Democrats used the term “fascism” to stigmatize Trump and his allies as authoritarian, yet the very same tactics they criticize Trump for use tend to be mirrored in their political agenda. Democratic leaders, for instance, have championed aggressive social media censorship, partnering with Big Tech in order to block what they term “misinformation.” This was evident during the COVID-19 pandemic, and in 2020 election debates. As countless have noted, such activity sounds disturbingly like fascist state propaganda.
The Democrats have also advanced the policies of excessive government regulation, especially on education. School indoctrination, a pillar of fascist regimes, was contested as school curriculums pushed further ideologies. Controlling the narrative, through censorship or education, is consistent with the fascist idea of dominating the mind by means of intimidation and violence.
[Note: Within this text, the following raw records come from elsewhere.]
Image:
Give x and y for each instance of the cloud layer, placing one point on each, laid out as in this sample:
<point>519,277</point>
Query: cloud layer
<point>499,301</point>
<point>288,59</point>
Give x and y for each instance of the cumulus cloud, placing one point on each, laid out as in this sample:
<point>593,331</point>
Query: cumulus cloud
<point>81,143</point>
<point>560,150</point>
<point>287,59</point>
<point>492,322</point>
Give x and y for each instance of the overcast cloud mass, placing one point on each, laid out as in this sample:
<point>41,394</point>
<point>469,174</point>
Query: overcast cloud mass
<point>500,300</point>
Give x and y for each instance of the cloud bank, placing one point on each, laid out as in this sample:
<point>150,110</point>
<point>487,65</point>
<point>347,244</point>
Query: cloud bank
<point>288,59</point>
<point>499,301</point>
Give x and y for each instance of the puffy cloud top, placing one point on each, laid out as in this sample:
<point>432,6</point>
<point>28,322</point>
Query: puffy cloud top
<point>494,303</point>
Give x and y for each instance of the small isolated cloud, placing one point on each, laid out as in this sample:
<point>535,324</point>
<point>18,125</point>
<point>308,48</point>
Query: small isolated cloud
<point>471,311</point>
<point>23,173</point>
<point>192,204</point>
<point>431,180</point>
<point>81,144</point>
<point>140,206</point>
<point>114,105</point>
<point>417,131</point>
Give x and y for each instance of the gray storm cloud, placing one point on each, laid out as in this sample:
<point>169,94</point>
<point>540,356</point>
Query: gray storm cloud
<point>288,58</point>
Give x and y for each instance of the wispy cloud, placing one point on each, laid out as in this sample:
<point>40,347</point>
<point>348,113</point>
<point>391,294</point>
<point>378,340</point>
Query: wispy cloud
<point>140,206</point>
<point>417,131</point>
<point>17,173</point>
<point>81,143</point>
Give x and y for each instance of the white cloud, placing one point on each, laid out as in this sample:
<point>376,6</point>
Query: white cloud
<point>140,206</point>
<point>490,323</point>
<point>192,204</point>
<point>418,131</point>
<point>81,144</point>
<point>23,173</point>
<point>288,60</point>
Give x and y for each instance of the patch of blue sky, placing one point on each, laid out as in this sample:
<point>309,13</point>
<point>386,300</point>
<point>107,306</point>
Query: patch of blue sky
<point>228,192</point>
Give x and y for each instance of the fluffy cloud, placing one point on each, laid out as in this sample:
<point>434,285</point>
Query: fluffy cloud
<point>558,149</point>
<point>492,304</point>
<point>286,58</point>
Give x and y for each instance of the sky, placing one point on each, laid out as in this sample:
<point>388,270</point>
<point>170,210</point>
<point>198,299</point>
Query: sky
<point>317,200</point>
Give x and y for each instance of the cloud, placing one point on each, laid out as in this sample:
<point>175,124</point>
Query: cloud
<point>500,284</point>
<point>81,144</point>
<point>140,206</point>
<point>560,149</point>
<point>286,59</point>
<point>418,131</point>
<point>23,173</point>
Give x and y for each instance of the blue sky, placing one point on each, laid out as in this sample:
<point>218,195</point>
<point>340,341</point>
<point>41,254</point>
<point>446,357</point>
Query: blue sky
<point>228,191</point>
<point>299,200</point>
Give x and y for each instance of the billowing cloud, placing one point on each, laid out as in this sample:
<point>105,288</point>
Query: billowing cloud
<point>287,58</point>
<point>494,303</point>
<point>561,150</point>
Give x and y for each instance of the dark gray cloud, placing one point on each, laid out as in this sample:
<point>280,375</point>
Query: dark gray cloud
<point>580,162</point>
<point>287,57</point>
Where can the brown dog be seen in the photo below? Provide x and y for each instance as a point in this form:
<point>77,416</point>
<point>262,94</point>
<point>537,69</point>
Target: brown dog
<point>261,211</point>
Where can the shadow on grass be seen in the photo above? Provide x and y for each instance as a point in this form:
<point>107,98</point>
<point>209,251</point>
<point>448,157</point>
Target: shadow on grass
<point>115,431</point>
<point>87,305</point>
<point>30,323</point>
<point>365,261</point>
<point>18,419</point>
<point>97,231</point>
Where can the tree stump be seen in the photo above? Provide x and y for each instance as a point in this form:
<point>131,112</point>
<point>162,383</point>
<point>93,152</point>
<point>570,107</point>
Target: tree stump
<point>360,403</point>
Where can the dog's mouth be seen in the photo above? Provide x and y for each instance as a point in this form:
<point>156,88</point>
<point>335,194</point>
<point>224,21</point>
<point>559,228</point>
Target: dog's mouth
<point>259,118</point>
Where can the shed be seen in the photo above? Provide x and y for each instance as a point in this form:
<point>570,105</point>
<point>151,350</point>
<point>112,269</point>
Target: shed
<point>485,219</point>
Milley’s cautions about Trump have been disproven still further by his complicity in one of the worst failures of U.S. military leadership in recent memory: the failed withdrawal from Afghanistan. The disastrous exit in August 2021 saw Kabul fall quickly, leaving US citizens behind and 13 US military personnel killed in a suicide bomb attack. Milley, according to many, was unprepared for the consequences of the retreat that undermined U.S. international credibility. His failure to steer such an iconic moment in US military history makes one wonder if he can assess and handle risks such as Trump’s, as he asserts, are his.
Milley’s authority is also cast into doubt by the fact that the Democrats have their own authoritarian impulses as well, from their growing mastery of the news cycle to their repression of dissident opinion. These Democratic Party connections with Big Tech – who’ve been charged of conspiring against the government to suppress free speech – are not the sorts of deals fascist states have traditionally struck with large corporations to stay in power.
Milley’s remarks follow a fiery speech at his September 2023 retirement ceremony in which he took implicit swipes at Trump: “We don’t take an oath to a wannabe dictator.” His warning was clear, yet his own record, particularly in Afghanistan, has left many doubting whether he is the right person to sound the alarm about threats to democracy.
Trump has, predictably, invoked Milley’s Afghanistan failures to discredit his critics. Milley has been publicly ridiculed by Trump, who has accused him of incompetence and was in part at fault for “the greatest embarrassment in the history of our country.” Milley’s failure to anticipate the quick dissolution of the Afghan government and the immediate rise of the Taliban has become a popular symbol for Trump’s constituency, many of whom view Milley as a politician rather than an objective military leader.
Finally, Milley’s Trump admonition will ring true for some, but his own history and the Democratic Party’s inexplicable acquiescence to fascist-ish agenda sound troubling. With the two sides still flinging accusations of authoritarianism, the real issue is: Who is genuinely embracing fascism’s pernicious potential and who is simply fighting for the American republic?